There wasn't a moment people weren't partying at Sasquatch! 2014. Many started everything Thursday afternoon when the campgrounds opened. I, however, rolled in Friday with the other “late” folks. It was my first time experiencing the three-day music festival at the Gorge Amphitheatre and there was nothing that could have prepared me for the event that brings together college kids, Canadians and people who wear PBR cases as hats together in one gorgeous spot.
It only rained once. And for Memorial Day weekend in the state of Washington, that is a miracle. Otherwise, the weather for the Sasquatch! music festival ranged from skin-scorching heat to oppressive winds and icy nighttimes. Still, concertgoers powered through, never letting anything stop the party.
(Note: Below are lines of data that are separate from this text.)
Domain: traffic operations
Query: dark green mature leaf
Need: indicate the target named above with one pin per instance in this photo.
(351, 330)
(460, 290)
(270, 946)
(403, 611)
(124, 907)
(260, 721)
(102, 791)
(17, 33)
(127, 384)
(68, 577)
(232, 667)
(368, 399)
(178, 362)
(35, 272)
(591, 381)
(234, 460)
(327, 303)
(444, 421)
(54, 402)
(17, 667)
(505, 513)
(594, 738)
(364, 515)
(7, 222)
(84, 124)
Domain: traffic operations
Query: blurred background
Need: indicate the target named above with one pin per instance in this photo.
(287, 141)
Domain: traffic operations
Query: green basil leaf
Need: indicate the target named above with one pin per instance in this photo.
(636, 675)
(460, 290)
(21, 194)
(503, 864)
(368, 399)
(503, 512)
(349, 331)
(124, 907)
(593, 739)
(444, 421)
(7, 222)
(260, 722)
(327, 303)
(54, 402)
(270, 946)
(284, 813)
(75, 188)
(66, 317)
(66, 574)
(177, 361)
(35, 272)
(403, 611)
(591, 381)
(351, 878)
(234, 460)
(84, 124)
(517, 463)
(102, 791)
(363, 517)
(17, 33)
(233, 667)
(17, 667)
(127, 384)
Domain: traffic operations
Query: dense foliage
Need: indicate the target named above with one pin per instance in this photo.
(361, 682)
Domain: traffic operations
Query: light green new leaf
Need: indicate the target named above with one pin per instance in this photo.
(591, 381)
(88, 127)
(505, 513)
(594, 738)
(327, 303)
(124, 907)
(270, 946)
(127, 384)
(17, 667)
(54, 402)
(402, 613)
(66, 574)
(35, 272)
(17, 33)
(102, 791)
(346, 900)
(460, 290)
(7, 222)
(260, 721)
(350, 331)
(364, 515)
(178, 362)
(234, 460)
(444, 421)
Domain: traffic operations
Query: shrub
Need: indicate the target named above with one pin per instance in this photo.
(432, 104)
Although there were more shows than it was possible to attend, here are the highlights:
The biggest and most important show of Friday, and potentially the weekend, was Outkast. I screamed and jumped and danced on repeat with the surrounding crowd. They started with “B.O.B.” (Bombs Over Baghdad), appearing in the middle of the stage in a see-through cube with the Stankonia flag cover as the backdrop. Andre 3000 hopped around the stage with a bright white wig spewing his quick-tongued lyrics. Big Boi played off the energy of the crowd. It just kept going. Hit after hit like “Ms. Jackson” and “Roses.” With each song, junior high and high school memories flooded through our minds. The Atlanta duo has been on hiatus since after the release of its 2006 album Idlewild but thankfully decided to reunite for a 40-date tour this year. Their Coachella debut show was not so well received, but at Sasquatch!, Outkast was prepared, incredible and — even after 20 years as a group — so freaking fresh.
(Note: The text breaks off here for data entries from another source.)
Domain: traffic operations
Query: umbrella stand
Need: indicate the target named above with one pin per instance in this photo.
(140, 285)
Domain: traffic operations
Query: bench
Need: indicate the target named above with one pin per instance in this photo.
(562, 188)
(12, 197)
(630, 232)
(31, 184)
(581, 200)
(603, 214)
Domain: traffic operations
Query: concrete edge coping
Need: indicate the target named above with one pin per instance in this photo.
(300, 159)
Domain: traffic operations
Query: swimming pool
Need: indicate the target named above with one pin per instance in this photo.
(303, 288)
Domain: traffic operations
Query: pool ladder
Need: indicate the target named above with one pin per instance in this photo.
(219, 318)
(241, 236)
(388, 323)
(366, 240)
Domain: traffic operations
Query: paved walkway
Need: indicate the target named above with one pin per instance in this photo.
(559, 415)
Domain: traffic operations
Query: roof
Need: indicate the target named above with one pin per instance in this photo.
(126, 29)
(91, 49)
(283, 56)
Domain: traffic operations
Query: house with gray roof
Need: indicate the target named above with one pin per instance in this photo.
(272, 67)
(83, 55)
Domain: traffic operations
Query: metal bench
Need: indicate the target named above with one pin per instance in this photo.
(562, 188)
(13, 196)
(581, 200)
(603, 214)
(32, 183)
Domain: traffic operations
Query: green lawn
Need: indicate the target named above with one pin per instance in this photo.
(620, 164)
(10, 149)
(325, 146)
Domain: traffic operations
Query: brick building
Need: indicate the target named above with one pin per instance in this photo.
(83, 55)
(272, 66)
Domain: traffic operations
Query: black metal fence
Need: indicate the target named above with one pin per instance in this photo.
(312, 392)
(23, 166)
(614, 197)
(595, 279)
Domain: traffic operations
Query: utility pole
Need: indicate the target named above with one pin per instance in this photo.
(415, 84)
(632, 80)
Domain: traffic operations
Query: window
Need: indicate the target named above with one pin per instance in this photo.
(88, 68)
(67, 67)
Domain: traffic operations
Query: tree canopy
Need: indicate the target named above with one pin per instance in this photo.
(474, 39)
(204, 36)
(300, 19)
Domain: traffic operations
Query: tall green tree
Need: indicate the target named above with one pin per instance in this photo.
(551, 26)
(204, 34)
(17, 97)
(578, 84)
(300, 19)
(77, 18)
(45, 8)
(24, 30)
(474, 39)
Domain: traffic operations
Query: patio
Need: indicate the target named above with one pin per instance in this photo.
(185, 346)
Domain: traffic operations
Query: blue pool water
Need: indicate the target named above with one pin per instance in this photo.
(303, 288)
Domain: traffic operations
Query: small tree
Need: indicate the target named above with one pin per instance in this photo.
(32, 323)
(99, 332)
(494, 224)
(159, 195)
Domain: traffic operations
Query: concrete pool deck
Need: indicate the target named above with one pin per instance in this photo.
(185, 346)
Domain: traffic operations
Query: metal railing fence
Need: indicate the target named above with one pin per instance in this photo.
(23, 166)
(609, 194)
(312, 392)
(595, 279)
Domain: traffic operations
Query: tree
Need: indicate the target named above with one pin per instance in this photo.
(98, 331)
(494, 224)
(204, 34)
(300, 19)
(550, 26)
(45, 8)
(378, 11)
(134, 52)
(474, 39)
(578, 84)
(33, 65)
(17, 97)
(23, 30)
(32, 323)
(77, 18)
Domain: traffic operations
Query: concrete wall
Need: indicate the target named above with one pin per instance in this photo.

Swedish sisters Johanna and Klara Söderberg, of First Aid Kit, took on the main Sasquatch! stage (one of the five stages) in the afternoon, offering a bright and breezy folk set that sat perfectly for many of the day drinkers splayed out through the amphitheater lawn. The Dodos, over at the Bigfoot stage, played much of their primal beat-driven songs from 2008’s Visiter. People danced in appreciation. Later, Violent Femmes started with “Blister in the Sun” just to get people less familiar with their work interested — that ploy was semi-successful, but those who cared were there. Best part of the set was whenever the marimba solos happened — many of their songs are peppered with them and that was awesome to see live. M.I.A. wowed the crowd coming out in a shiny gold jumpsuit — her set would eclipse the headliners that night, the National. The British-Sri Lankan artist held the crowd and never let them go. And then Tyler, the Creator, the Odd Future rapper, has to be mentioned. His set was super fun and the masses loved him, but it’s like no one noticed his terrible lyrics. Sample: “Smoke a blunt, f—- a bitch.” Such poetry.
Sunday, man, Sunday was absolutely unbelievable. Haim was there, proving that females can successfully rock the pants off of a crowd. The trio of sisters made wild faces as their free-flowing locks swirled in the wind. Over in the comedy tent, Hannibal Buress told jokes about the “brilliance” of rappers' lyrics these days and Demetri Martin rattled off his signature one-liners.
Then the hour of genius happened. In order to see it all, I had to run from one stage to the next. There was Rodriguez playing “Sugar Man” and on to the booty-shaking weirdness of Big Freedia (my most exciting discovery of the whole event), and finally the holy experience hearing Kid Cudi’s “Pursuit of Happiness” live as the last rays of the day left the basin sky.
And then, finally, Queens of the Stone Age more than exceeded all expectations closing out the main stage, even playing “No One Knows” as their second song. The deep, bass-driven lines, fiery guitars, real piano and insane drumming and of course, the impeccable vocals of Josh Homme were on full display. There just aren't many American rock bands these days better than them. Period. Major Lazer ended the night with the biggest and wildest EDM bash of the festival. The various tribes of concertgoers with their flags and staffs and Indian headdresses listened to everything the Jamaican producer told them to do. Jump, clap, run. No one cared how cold it was, they threw their shirts high in the air when he demanded it. The bass beat on until nearly 2 am. Fireworks lighting up the sky signaled the night’s end.
The best way to leave Sasquatch! is to hit the road early before the masses arise from a hazy slumber. As I rolled out at 7:30 am, there was at least one party tent/van-top in the distance with strobe lights still turning, the faint whisper of LMFAO’s “Shots” still playing. Some people never want the party to end.